Mais, avant d'aller plus loin, nous n'omettrons pas de rapporter un épisode qui ne laisse pas d'avoir quelque importance par ses résultats. Un Indien, croyant faire un présent agréable à l'un des matelots de la Santa-Maria, lui présenta quelques feuilles desséchées de couleur brune, et pour lui en indiquer l'usage, il en fit un rouleau qu'il appela Tobacco et qu'il remit au matelot: celui-ci, au grand étonnement des insulaires présents, prit le rouleau ou tobacco et le mit dans sa poche, montrant un air de satisfaction en signe de remercîment: alors le sauvage lui redemanda le tobacco, l'alluma, le porta à sa bouche, et se mit à lancer des bouffées d'une fumée légère mais qui saisissait l'odorat; les Européens en furent fort réjouis; le matelot, voulant imiter l'Indien, eut d'abord quelques nausées qui ne l'empêchèrent pourtant pas d'y trouver un certain plaisir et il continua à humer son rouleau. Bref, il fut le premier fumeur chrétien, mais il eut bientôt des émules, des rivaux; surtout il a eu beaucoup de successeurs, et de nos jours on se montre encore de plus en plus empressé à suivre son exemple. Toutefois le nom du rouleau ou du tobacco a prévalu, et définitivement c'est par ce même mot de tobacco (tabac) que la plante qui produit ces feuilles est toujours désignée parmi nous. Qui aurait pu prévoir, dès lors, que l'usage seul de cette même plante, l'un des premiers résultats des découvertes de Colomb, serait un jour l'élément d'une des branches les plus considérables du commerce maritime de toutes les nations de l'univers?

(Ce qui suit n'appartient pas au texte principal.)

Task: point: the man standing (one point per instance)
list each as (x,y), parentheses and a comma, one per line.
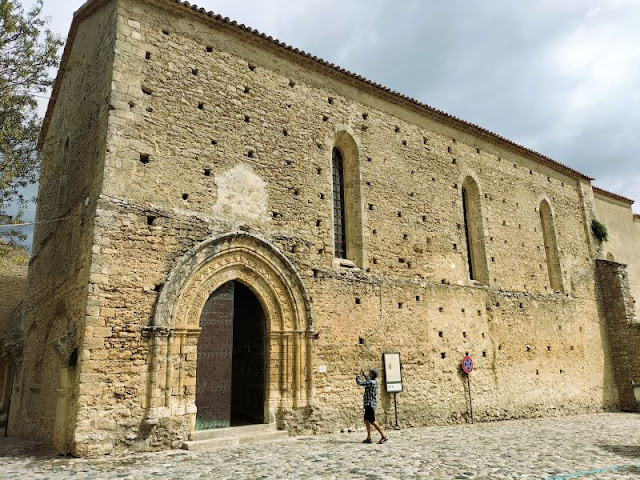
(370,400)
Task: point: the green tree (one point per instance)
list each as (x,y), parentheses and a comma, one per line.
(28,52)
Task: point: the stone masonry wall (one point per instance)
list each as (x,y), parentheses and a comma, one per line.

Cependant Colomb ne voulait pas quitter ces parages sans être fixé d'une manière moins vague sur l'existence des mines d'or dont il entendait souvent parler aux indigènes; d'après les renseignements aussi clairs qu'il fut possible d'obtenir d'eux, il se détermina à faire voile vers l'Est à la recherche d'un pays qu'ils appelaient, les uns Bobèque, les autres Bohio, où ses vœux devaient être satisfaits.

Ce fut pendant ces explorations que des sentiments de jalousie commencèrent à se faire jour dans l'âme d'Alonzo Pinzon: il paraît qu'il enviait à Colomb une gloire qu'il se donna l'importance et qu'il avait la présomption de croire qu'il aurait pu acquérir lui-même; quelques paroles assez vives furent même échangées entre eux, mais, pour le moment, les choses en restèrent là; cependant leurs relations en prirent un caractère beaucoup plus froid.

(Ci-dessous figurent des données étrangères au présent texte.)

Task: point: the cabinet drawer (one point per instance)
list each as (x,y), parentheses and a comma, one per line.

Les caravelles longèrent la côte pendant plusieurs jours en s'avançant vers l'Orient; elles doublèrent, dans cette route, un grand cap qui fut nommé cap Cuba, mais elles étaient vivement contrariées par les vents d'Est contre lesquels elles avaient à lutter. Le 21 novembre, au point du jour, Colomb, en montant sur le pont, ne vit pas la Pinta. La nuit, il s'était aperçu qu'elle s'éloignait de lui, et il lui avait fait de fréquents signaux de ralliement auxquels elle n'avait pas répondu; aussi, le grand-amiral ne fut-il que médiocrement surpris de son absence; mais il n'en fut pas moins très-vivement désappointé, car la Pinta était la meilleure voilière de l'expédition et c'était une diminution notable dans ses moyens d'exécution.

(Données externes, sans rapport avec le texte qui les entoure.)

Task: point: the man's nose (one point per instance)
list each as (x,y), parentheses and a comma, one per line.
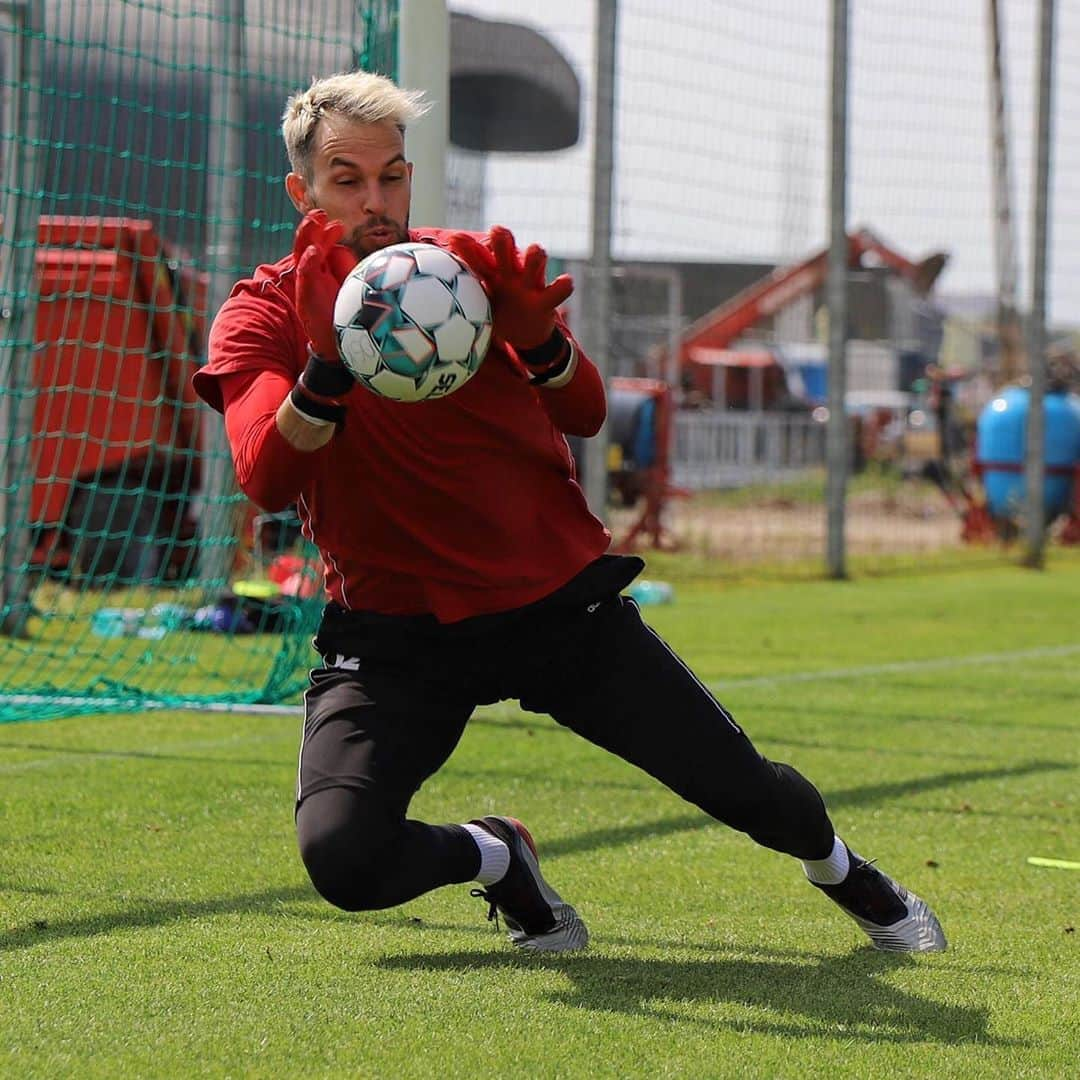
(374,200)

Colomb ne put attribuer cet acte qu'à un dessein prémédité de désertion volontaire. Certainement la capacité d'Alonzo était incontestable, les services qu'il avait rendus lors de l'armement étaient très-considérables; sa fortune, ses habitudes précédentes de commandement, tout en faisait un homme très-distingué; mais dans la circonstance où il se trouvait, prétendre, comme on a dit qu'il l'avait osé, à partager le commandement avec le grand-amiral, était inadmissible, et Colomb avait un sentiment trop élevé de sa dignité et de sa position pour y consentir. On a dit aussi que, voulant profiter de la supériorité de sa marche, il avait, par cupidité, voulu arriver à Bobèque avant la Santa-Maria; mais cette raison est aussi futile que l'autre, et elle montre également jusqu'à quel point l'ambition et l'intérêt personnel peuvent égarer les esprits. Le grand-amiral eut une crainte encore plus aiguë, ce fut qu'Alonzo ne l'eût quitté, lui qui, jadis, lui avait montré tant de zèle et de dévouement, pour se hâter de se rendre en Espagne et pour se donner le mérite des découvertes effectuées, en comptant sur les événements qui pourraient empêcher le retour de Colomb, ou, au moins, en gagnant du temps et en agissant à l'avance sur les esprits.